William Martin is a remembrancer, patiently polishing the common coins of street games, folk songs and customs, and putting them back into circulation… David Jones comes to mind, but not as an immediate ancestor. Martin seems closer to George Mackay Brown, firmly rooted in a specific community and able to give the elements of its common life a sacramental value. But perhaps he is closest of all to the Vasko Popa of Earth Erect, eschewing private poetry to restore the collective symbols, releaf the ikons with gold. --Roger Garfitt, London Magazine
About the Author
William Martin was born in 1925 in Silksworth, Co.

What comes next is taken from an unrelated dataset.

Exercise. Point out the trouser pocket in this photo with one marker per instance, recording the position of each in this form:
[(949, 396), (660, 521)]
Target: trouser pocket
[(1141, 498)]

Durham. During the Second World War, he was a radio technician in the RAF, based near Karachi, where he was inspired by the Eastern religious and philosophical traditions. After being demobbed he became a gas fitter and later served in the Audiology Department of Sunderland Royal Infirmary, retiring as Head of Department. He has lived in Sunderland since the 1950s. He was an active member of CND for many years, taking part in the ritual boarding of nuclear submarines in Holy Loch, Scotland in 1961. He became an artist and had work purchased and exhibited by Sunderland Art Gallery. However, oil paints and a young family were not an easy combination, and poetry became his medium from the mid 1960s onwards. For some years he wrote without any recognition, but in 1971 he had a book of poetry published to commemorate the Wearmouth 1300 Festival (Tidings of our Bairnsea). This was later followed by Cracknrigg (1983) and Hinny Beata (1987) with Taxus, and Marra Familia (1993) and Lammas Alanna (2000) with Bloodaxe.